Data akademik mencatat jumlah umat Islam di Jepang melonjak dari 230.000 pada 2019 menjadi sekitar 420.000 pada akhir 2024. Sementara itu, total warga asing menembus empat juta jiwa pada 2025 dengan 2,57 juta di antaranya bekerja aktif.
Pemerintah Jepang merespons lonjakan ini dengan memperketat aturan visa dan menambah personel pengawasan imigrasi. Kebijakan ini diambil guna memperketat penindakan terhadap pelanggaran izin tinggal warga asing.

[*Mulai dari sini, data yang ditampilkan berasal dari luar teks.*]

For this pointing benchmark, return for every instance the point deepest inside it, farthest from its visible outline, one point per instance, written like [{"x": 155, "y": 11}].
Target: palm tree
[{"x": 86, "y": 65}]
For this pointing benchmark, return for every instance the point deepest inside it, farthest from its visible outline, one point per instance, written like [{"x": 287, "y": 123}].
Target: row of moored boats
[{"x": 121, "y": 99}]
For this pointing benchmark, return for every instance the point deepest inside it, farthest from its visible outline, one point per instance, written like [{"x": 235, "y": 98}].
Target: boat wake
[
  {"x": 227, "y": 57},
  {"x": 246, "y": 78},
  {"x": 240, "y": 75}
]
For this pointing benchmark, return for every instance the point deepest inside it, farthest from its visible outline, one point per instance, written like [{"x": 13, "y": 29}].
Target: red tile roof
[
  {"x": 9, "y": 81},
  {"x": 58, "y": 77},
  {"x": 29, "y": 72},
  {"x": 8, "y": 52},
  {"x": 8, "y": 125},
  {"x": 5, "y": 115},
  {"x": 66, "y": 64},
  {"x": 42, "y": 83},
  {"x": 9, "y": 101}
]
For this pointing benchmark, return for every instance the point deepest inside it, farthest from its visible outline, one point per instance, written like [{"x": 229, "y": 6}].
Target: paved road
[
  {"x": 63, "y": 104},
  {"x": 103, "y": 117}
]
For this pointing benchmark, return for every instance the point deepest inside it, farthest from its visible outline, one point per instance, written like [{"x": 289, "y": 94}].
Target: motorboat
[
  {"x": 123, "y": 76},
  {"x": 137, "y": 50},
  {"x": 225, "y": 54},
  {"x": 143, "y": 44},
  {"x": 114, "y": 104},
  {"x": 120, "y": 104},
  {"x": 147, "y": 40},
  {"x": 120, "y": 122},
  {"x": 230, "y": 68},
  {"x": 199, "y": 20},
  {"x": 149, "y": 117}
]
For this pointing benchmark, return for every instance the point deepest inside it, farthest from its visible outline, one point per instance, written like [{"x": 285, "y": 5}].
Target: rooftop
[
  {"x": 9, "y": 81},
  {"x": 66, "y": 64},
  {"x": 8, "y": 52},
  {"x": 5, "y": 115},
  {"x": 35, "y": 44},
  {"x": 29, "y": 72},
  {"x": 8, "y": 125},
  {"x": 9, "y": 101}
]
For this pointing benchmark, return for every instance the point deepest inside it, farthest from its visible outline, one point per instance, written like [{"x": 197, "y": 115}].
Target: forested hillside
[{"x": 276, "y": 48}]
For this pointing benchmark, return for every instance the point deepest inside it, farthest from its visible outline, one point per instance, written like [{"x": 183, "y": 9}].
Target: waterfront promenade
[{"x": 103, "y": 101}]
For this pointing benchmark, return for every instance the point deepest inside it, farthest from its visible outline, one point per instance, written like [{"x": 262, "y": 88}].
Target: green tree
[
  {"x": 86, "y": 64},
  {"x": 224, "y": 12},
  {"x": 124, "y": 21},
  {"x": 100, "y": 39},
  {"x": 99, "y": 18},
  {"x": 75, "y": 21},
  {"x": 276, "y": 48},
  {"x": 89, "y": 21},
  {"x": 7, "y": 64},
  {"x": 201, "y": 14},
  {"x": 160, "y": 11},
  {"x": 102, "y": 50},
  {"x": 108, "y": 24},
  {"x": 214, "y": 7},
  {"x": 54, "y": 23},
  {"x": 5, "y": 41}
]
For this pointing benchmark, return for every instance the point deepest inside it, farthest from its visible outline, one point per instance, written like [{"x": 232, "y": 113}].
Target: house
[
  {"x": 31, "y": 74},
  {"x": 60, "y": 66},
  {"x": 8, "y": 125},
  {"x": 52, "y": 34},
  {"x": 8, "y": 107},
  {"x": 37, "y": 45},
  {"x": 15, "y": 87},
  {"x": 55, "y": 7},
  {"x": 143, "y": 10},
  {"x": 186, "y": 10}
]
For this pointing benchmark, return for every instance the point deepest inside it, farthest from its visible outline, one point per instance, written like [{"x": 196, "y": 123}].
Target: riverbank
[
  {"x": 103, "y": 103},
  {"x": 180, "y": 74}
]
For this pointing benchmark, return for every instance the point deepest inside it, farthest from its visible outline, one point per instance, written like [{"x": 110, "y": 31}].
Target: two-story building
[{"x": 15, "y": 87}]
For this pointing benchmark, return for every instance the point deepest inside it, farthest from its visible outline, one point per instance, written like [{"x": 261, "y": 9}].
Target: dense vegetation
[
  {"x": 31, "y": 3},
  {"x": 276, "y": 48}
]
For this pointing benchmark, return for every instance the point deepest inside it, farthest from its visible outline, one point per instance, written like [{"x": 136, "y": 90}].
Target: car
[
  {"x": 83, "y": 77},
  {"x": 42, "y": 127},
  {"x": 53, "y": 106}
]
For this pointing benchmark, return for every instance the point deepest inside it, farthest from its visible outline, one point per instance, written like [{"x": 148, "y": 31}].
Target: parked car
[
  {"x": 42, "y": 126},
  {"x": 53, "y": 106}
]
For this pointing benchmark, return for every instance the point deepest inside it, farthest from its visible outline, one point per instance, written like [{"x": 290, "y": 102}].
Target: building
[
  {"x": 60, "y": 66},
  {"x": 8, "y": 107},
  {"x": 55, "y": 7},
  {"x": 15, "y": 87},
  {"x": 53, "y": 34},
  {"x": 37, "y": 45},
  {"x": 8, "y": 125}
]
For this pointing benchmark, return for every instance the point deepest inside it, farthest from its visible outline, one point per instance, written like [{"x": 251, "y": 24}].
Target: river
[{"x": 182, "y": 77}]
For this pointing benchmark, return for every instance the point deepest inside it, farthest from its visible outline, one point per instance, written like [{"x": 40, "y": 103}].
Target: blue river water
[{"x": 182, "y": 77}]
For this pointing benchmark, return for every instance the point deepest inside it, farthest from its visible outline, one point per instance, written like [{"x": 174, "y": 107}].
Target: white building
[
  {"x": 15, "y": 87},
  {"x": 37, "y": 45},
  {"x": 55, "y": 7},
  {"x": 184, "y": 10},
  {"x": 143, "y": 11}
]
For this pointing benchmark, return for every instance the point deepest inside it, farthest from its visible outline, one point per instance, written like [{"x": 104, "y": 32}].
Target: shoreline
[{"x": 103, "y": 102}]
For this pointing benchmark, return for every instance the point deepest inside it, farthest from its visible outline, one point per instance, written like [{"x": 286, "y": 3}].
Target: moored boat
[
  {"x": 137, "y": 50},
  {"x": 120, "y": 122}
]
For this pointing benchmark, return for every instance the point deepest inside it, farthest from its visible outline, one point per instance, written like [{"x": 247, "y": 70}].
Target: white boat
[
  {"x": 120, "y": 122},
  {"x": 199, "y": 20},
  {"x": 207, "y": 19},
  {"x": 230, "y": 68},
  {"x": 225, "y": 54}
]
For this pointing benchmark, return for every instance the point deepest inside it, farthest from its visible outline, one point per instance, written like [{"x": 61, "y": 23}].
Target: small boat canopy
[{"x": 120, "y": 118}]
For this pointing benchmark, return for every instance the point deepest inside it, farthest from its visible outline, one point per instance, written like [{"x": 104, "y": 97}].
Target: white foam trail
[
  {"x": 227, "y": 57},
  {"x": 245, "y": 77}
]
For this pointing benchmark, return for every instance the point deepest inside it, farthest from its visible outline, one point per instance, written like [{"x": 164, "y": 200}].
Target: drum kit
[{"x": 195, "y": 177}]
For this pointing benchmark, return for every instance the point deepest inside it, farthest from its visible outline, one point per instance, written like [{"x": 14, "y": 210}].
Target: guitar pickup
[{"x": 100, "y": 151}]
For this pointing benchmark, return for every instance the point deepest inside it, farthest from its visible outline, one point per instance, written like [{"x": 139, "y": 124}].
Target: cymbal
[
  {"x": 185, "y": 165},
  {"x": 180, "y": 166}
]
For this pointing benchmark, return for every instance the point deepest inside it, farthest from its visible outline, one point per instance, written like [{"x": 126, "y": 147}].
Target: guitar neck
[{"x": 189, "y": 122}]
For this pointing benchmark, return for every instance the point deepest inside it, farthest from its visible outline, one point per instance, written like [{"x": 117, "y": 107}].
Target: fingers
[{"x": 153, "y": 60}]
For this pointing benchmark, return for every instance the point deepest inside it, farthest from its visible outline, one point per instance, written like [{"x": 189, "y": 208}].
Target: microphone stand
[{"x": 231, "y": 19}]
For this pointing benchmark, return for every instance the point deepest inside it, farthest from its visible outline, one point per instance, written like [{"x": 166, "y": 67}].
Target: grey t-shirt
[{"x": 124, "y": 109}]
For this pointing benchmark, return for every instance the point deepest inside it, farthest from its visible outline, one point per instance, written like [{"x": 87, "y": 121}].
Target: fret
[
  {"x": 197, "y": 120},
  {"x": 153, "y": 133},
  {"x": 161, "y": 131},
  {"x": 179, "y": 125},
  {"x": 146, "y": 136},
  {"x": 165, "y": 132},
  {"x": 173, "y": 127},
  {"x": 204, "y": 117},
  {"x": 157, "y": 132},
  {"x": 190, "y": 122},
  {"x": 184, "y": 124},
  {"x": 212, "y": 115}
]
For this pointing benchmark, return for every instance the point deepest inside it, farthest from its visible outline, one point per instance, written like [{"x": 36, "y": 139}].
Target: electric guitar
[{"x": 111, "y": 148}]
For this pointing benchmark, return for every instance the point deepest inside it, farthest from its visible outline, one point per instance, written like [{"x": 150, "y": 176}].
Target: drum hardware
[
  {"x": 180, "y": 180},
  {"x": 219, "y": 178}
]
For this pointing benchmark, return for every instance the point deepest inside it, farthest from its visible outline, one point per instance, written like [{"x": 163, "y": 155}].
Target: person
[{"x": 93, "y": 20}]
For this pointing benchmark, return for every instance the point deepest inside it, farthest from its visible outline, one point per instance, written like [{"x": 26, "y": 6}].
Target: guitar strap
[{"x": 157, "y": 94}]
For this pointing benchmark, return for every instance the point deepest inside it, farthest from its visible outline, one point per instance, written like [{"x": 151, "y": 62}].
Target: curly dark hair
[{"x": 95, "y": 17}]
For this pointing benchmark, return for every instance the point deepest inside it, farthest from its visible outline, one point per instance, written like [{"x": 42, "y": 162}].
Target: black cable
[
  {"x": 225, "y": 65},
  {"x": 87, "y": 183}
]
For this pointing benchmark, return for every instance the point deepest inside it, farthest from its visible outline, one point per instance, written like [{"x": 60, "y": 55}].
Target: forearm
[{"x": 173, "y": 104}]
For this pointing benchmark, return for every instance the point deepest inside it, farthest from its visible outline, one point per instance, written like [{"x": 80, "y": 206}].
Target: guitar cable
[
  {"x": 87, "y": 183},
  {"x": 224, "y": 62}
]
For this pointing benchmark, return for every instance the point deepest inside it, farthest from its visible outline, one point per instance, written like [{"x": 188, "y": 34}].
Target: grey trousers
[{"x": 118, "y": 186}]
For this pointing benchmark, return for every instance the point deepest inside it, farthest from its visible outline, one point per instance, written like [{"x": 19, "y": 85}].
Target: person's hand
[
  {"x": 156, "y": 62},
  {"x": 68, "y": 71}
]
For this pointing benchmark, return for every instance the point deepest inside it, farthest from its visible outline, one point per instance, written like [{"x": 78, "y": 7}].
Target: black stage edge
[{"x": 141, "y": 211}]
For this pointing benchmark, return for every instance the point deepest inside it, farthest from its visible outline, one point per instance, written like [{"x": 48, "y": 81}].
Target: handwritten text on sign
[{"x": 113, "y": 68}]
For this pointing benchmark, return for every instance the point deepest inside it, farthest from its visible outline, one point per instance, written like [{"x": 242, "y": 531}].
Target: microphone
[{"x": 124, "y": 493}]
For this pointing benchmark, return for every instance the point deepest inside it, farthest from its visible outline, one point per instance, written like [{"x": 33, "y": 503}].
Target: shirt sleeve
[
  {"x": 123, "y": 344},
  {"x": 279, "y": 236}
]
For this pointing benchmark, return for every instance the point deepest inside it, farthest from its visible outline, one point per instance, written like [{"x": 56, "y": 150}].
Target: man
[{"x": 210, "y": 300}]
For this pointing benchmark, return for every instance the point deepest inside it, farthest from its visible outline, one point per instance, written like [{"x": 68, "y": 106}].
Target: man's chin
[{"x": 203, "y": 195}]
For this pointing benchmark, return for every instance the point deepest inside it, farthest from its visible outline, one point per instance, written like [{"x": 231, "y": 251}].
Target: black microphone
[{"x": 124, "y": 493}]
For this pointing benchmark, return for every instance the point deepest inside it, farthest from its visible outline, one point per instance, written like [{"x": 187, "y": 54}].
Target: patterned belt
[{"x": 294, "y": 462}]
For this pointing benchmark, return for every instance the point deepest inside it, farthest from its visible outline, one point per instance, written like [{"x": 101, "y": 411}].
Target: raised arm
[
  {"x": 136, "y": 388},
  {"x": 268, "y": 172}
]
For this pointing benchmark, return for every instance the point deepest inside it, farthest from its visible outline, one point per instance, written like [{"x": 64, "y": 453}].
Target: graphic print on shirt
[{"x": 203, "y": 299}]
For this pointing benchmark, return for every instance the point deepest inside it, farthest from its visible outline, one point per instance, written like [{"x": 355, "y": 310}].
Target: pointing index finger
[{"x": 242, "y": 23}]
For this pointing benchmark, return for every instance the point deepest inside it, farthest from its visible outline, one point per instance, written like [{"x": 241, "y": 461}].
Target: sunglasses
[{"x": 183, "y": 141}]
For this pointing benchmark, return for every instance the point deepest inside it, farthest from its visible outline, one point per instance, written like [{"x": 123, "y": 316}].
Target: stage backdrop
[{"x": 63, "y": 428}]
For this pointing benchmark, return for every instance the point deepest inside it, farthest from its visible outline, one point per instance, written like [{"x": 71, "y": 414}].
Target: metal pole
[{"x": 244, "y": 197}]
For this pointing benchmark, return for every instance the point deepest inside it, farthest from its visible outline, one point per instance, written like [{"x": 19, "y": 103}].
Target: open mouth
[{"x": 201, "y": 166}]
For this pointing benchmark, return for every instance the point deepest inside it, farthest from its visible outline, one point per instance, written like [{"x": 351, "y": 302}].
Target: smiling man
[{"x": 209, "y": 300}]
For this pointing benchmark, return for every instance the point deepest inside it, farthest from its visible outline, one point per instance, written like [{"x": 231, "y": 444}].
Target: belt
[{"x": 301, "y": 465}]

Di sisi lain, sebagian warga lokal yang awalnya ragu mulai menyadari bahwa ketakutan mereka berakar dari ketidaktahuan. Kesadaran ini menjadi awal penting bagi proses akulturasi budaya di Fujisawa.
Jepang mengalami krisis demografi parah ditandai penurunan populasi hampir satu juta jiwa dalam kurun waktu satu tahun. Untuk menjaga roda ekonomi tetap berputar, pemerintah terpaksa membuka pintu bagi jutaan pekerja asing dari berbagai negara.
Masuknya ratusan ribu imigran beragama Islam mengubah lanskap sosial di berbagai kota kecil seperti Fujisawa. Perubahan komposisi penduduk ini memicu pergolakan identitas nasional antara mempertahankan tradisi lama atau membuka diri pada keberagaman.